Indeed, in the 40 years since Quarterback Princess was filmed, McMinnville has transformed from a modest small town of farmers, loggers, and steel workers to a wine country capitol, a bedroom community for Portland and a popular tourist destination. Today the Maidas could steer their station wagon toward Michelin-starred chefs instead of Full Meal Deals.
In some ways, the real McMinnville has perhaps become more progressive over the past four decades, and is now led by the city’s first openly queer mayor, Remy Drabkin, who also founded a popular local winery, Remy Wines. Yet as recently as 2016, Donald Trump received nine percent more votes than Hillary Clinton. There always has been an uneasy liberal-conservative coexistence here that seems to make McMinnville something close to a political bellwether for the rest of the country, or at least just as inconsistent.
In 2015, the Maida house from Quarterback Princess caught fire, but remained standing and has been repaired. The circa-1956 high school, though occupying the same location today as in 1983, is almost unrecognizable, like an obese plastic-surgery customer, having been expanded and renovated 11 times. Much of the rest of the city’s urban fabric has changed too, so much so that perhaps only Alf’s Ice Cream, the old-school McMinnville fast food drive-in where Hunt’s Maida and her friends visit early in the movie, is the only survivor.

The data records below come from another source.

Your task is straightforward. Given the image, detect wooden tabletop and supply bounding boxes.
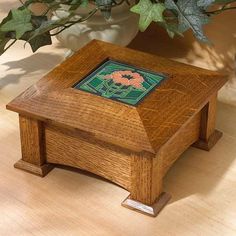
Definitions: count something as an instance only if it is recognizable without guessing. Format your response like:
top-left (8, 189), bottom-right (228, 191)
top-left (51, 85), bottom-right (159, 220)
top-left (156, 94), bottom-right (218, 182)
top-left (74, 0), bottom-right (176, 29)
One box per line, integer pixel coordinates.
top-left (0, 0), bottom-right (236, 236)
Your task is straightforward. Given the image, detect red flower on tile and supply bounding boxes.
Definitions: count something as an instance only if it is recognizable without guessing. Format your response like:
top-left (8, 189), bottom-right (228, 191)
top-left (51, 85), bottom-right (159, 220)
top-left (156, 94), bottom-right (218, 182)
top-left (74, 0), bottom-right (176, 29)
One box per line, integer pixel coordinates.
top-left (104, 70), bottom-right (144, 88)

And in a world with almost limitless streaming options, 40 years later Quarterback Princess is only available on YouTube, from a bad VHS transfer.
Even so, post-Maida there has been a modest but steady succession of real female tackle football players: mostly kickers, but not all of them. And flag football, including a women’s version, was also announced this month as a future Olympic sport. At the high school level, female flag football is also becoming popular. The movie didn’t start this phenomenon, but undoubtedly encouraged it.
Even so, Quarterback Princess isn’t really about football at all. It’s about a bright young woman’s agency and resolve, no matter who lines up against her, on the field or off. Perhaps a cynic might suggest Tami Maida’s quest is no different a feel-good story than its lead-in that December Saturday night in 1983: plucky Rudolph silencing the cruel doubters to lead Santa’s sleigh. Yet despite the dated quality of the movie itself, Tami in particular is no Rudolf, but neither is Helen. In a world where aggressively inept Blalocks still frequently get all the advantages (and sometimes the votes), we truly need the Tamis and Helens more than ever.